Trolleybus in Newtown in 1965

The first trolleybus wiring erected was a training loop on Erleigh Road, which opened in early 1936. This loop was never used in public service, and was subsequently dismantled. Public service commenced on 18 July 1936, on a route replacing the tram route from Caversham Road to Whitley Street. In May 1939, the remaining tram routes from Oxford Road to Wokingham Road and London Road were converted to trolleybus operation, with a short extension from Wokingham Road to the Three Tuns, and a much longer extension from the Oxford Road through the centre of Tilehurst to the Bear Inn.
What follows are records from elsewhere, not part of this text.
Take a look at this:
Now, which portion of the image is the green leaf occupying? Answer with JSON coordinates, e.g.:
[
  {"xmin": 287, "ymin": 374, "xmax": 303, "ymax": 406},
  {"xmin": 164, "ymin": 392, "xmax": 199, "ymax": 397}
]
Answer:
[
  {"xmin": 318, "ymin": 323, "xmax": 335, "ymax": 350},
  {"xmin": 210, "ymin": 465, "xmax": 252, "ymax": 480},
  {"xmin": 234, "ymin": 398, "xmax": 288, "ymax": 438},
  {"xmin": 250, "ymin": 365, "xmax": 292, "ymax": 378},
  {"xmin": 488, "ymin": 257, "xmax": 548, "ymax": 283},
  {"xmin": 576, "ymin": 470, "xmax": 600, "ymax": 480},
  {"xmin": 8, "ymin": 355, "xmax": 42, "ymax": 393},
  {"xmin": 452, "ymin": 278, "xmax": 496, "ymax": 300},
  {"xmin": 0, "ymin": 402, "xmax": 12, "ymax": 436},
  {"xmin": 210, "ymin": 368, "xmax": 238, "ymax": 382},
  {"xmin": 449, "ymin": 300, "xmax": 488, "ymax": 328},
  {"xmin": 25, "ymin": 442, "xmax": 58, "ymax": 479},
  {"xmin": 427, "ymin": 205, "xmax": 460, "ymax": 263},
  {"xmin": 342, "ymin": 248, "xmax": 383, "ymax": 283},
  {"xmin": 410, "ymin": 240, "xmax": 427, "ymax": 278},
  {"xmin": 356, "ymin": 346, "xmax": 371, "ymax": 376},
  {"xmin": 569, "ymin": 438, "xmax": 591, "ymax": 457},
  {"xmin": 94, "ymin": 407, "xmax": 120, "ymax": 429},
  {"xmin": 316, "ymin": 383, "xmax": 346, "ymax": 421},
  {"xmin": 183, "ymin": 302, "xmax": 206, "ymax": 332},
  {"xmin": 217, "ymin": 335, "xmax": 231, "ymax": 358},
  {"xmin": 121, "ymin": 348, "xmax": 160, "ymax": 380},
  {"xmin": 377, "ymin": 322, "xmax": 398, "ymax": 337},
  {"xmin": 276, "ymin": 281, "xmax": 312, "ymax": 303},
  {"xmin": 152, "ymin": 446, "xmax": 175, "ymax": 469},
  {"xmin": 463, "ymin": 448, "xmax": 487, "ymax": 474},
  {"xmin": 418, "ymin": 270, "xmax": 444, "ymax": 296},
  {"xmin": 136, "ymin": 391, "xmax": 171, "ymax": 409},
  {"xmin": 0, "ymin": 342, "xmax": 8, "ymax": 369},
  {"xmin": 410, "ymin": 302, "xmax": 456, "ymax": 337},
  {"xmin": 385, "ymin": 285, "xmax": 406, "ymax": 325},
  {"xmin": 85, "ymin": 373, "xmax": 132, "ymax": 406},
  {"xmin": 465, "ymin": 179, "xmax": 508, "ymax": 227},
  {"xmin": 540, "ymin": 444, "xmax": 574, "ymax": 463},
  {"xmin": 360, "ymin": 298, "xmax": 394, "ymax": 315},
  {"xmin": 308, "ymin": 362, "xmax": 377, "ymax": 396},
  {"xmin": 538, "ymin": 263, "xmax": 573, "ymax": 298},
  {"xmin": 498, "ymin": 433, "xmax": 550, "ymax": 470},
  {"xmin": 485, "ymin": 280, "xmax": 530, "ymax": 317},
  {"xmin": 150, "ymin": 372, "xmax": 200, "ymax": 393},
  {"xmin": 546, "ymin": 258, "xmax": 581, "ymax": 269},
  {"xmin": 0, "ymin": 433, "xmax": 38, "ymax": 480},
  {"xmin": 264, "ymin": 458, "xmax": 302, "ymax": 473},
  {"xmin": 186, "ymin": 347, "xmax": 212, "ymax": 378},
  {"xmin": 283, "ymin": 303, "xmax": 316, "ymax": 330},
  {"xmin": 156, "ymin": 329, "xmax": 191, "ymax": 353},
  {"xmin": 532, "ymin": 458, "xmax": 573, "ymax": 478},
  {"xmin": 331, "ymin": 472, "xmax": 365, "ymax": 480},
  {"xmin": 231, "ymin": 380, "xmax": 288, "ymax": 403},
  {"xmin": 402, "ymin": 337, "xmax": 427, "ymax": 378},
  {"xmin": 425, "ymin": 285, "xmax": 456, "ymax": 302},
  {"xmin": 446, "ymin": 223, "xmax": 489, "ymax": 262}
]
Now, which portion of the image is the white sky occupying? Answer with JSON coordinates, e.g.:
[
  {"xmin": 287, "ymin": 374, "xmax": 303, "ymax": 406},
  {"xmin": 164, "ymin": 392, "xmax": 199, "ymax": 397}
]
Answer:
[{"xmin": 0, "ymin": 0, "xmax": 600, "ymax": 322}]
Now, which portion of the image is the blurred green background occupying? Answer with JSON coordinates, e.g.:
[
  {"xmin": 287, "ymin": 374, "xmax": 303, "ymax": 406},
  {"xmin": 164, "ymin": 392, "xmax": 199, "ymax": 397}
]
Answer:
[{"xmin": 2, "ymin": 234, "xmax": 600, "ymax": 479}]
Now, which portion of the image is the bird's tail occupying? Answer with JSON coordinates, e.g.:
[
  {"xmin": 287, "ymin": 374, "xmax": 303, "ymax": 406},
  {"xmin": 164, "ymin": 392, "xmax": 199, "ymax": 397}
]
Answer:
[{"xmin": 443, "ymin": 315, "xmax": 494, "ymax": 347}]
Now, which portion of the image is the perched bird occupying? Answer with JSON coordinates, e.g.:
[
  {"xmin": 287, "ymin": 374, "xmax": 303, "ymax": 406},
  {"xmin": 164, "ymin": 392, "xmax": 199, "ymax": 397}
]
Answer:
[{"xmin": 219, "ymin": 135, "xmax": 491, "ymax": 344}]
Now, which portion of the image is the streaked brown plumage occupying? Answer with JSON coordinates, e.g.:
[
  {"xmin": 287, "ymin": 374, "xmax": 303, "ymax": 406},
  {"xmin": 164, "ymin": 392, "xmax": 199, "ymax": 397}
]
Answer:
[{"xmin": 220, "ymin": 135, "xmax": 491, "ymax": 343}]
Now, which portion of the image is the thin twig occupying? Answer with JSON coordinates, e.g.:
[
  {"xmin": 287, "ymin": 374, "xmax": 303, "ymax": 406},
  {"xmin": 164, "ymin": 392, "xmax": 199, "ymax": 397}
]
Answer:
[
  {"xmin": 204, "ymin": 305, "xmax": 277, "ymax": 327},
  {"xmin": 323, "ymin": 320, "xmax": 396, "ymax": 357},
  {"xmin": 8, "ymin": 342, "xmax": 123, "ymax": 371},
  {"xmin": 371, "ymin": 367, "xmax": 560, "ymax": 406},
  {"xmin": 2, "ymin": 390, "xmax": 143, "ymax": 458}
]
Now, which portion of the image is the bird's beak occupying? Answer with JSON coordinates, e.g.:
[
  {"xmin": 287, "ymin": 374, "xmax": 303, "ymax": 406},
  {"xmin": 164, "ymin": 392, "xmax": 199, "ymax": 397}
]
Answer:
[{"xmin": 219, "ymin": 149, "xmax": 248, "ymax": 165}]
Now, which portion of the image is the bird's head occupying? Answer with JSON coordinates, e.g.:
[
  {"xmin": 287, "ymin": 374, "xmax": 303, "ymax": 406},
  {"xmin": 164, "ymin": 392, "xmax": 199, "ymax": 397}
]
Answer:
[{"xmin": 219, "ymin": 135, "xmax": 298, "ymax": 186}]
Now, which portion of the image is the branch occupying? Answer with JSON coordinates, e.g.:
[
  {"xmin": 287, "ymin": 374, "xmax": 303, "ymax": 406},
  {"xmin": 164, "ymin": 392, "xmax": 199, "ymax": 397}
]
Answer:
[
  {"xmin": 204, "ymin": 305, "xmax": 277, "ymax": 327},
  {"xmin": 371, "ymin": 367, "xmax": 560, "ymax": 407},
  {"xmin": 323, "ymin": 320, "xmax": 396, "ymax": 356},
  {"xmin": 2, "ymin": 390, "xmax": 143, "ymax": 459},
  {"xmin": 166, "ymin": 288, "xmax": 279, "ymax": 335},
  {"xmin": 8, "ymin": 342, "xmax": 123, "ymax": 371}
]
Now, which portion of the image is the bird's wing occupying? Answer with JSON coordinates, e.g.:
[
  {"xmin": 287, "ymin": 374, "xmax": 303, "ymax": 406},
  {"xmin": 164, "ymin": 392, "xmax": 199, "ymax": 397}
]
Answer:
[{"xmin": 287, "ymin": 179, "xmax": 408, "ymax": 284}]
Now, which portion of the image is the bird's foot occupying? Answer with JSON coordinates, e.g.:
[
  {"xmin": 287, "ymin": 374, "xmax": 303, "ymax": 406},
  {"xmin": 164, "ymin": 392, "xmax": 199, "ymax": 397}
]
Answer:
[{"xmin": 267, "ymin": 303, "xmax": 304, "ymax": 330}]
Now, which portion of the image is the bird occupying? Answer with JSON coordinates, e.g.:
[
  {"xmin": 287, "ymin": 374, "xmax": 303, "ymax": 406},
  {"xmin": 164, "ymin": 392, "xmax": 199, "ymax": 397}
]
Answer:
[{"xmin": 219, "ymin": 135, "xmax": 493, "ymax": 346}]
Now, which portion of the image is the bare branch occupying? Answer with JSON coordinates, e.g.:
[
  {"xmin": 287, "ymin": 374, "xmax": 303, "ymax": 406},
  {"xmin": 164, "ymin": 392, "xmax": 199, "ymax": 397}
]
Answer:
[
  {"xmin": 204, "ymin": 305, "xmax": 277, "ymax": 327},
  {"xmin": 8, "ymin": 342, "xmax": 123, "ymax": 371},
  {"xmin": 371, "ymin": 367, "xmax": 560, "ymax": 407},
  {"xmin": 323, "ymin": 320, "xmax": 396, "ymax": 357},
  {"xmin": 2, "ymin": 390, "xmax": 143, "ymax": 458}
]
The extended main line, from the Three Tuns to the Bear, still exists today as bus route 17, the town's busiest and most frequent route, and the first to be designated a premier route.

During World War II a trolleybus branch was constructed from the Oxford Road to Kentwood Hill, enabling trolleybuses to replace motor buses with a consequential saving in precious oil-based fuel. In 1949 the Whitley Street line was extended to Whitley Wood and Northumberland Avenue, and a short branch was built to Reading General station. Subsequent short extensions took the system to its full extent, with the Kentwood route running to Armour Hill and the Northumberland Avenue line running to the junction with Whitley Wood Road.

By 1965, most UK trolleybus systems had closed, and the manufacturers of the overhead equipment gave notice that they would cease production. At the same time the trolleybuses were criticised in the local press because they cost more to operate than motor buses and were inflexible, even though the trolleybuses were profitable (Reading's motor buses made a loss), faster and less polluting. Reading Corporation decided to abandon the trolleybus system, and the routes were phased out between January 1967 and November 1968.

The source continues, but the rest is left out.